This week we'll highlight three books on Stoicism.

Stoic Spiritual Exercises by Elaine Buzare

A fine and personal book on Elaine Buzare's exercise regimen. It's influenced by Pierre Hadot, the excellent French philosopher, as well as Eastern philosophy. Recommended.

Stoicism and Emotion by Margaret Graver

An excellent book for understanding the Stoic view of emotion and impulse. It would be better if it linked the Stoic view to contemporary Stoic neuroscience.

One of the most important insights  is on the nature of feeling vs emotion:

The distinction between emotions and feelings therefore serves to open up an interpretive space around a central dictum of Stoic ethics. If the psychic sensations we experience ence in emotion are not simply identical with the pathe, then the norm of apatheia does not have to be cashed out as an injunction against every human feeling. One might be impassive in the Stoic sense and still remain subject to other categories of affective experience.

Stoicism: A Very Short Introduction by Brad Inwood

An academic introduction to Stoicism. If anything, it's too academic, spending a lot of time on early Stoicism. If that's what you like to do, this book will be your jam.

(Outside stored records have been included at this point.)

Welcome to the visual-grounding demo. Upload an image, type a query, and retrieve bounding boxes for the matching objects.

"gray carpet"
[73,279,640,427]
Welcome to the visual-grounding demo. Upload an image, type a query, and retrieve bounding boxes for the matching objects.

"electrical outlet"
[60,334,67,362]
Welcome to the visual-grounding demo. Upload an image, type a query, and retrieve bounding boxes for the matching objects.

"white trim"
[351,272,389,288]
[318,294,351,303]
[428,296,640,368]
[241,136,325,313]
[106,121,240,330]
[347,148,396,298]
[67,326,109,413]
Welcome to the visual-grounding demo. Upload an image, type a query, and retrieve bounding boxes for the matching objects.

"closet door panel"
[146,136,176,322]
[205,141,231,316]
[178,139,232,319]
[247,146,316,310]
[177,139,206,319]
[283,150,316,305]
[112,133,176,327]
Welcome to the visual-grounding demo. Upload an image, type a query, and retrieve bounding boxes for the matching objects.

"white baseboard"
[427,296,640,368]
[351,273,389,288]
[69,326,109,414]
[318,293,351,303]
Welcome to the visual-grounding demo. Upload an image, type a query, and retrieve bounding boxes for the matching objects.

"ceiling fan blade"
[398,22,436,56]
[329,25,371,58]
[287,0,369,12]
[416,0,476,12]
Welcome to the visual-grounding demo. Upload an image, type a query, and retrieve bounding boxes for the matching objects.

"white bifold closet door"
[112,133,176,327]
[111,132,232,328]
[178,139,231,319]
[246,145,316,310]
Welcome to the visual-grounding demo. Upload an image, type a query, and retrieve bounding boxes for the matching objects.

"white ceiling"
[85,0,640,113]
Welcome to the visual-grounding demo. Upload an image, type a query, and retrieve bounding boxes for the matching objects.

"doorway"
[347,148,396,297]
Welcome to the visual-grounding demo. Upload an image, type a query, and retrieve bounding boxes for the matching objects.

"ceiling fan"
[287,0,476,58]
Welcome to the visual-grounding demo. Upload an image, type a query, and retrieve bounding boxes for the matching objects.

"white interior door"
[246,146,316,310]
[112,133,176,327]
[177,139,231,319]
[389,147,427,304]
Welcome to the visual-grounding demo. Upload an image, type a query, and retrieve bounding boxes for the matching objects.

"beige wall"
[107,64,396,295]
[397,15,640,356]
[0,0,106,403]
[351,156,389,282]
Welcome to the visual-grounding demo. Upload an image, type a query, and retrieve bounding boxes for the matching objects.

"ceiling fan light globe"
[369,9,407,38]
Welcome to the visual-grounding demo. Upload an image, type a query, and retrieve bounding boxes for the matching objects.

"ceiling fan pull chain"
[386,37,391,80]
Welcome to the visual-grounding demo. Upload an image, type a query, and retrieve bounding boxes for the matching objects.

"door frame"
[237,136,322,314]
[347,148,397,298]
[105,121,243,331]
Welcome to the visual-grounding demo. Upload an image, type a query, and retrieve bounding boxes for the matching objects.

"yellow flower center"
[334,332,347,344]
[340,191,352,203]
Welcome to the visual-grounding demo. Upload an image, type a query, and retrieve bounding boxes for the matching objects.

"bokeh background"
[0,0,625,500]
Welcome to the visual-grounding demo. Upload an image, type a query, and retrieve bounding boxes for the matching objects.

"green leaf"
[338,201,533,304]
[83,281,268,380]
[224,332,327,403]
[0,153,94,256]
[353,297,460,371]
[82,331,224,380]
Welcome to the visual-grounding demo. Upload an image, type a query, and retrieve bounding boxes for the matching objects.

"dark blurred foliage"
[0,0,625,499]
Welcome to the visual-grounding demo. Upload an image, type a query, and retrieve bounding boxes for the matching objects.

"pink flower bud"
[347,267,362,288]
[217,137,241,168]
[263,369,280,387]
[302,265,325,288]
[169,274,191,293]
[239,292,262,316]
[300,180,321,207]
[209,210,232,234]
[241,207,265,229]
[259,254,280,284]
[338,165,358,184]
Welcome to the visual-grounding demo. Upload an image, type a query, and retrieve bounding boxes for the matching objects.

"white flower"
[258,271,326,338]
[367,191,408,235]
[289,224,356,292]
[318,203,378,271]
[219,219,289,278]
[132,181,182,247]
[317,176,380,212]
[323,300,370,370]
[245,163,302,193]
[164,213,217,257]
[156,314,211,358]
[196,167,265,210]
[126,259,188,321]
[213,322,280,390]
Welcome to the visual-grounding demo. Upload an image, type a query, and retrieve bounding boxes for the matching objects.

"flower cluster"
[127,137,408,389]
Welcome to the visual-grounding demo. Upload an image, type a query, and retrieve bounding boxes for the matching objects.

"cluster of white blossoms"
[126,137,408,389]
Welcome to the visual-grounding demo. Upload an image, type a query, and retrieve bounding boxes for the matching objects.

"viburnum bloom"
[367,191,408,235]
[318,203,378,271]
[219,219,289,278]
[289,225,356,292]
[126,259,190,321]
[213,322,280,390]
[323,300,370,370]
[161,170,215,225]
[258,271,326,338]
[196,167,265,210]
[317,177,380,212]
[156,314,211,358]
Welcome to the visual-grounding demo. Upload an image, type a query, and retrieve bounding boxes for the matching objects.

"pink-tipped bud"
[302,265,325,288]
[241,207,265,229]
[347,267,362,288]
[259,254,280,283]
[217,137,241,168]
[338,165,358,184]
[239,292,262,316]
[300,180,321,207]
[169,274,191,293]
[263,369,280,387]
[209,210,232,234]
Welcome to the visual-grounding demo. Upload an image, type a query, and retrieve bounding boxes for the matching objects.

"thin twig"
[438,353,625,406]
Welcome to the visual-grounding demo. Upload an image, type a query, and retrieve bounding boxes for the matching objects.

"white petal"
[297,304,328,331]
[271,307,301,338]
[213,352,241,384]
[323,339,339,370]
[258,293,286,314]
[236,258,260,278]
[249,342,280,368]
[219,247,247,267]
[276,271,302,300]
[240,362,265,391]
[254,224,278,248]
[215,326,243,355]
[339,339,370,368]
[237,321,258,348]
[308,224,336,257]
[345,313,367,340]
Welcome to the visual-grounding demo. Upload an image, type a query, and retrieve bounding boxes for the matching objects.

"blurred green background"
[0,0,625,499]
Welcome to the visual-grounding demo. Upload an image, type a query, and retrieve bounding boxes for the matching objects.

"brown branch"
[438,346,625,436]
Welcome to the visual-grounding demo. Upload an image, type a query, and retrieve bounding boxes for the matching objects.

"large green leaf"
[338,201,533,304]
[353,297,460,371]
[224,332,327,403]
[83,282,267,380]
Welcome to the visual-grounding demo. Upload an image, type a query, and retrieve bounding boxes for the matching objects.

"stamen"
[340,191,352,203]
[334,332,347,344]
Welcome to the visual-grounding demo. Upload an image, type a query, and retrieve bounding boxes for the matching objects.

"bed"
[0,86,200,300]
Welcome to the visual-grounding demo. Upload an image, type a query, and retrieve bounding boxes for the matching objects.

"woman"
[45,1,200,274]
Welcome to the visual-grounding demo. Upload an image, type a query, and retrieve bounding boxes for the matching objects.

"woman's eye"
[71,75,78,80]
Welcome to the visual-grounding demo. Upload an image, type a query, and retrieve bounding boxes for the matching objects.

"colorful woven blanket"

It includes a reminder that we're lucky that Marcus Aurelius' Meditations survived:

Marcus, though, suffered a very different fate. His personal notebook, or philosophical diary, seems to have been unknown or unappreciated for centuries, barely surviving—perhaps, as Pierre Hadot suggests, only because his family kept it safe. Eventually it was rediscovered, virtually by accident, by a leader of the medieval Orthodox church—so that it was only in the 10th century ce that the survival of the book was at all assured.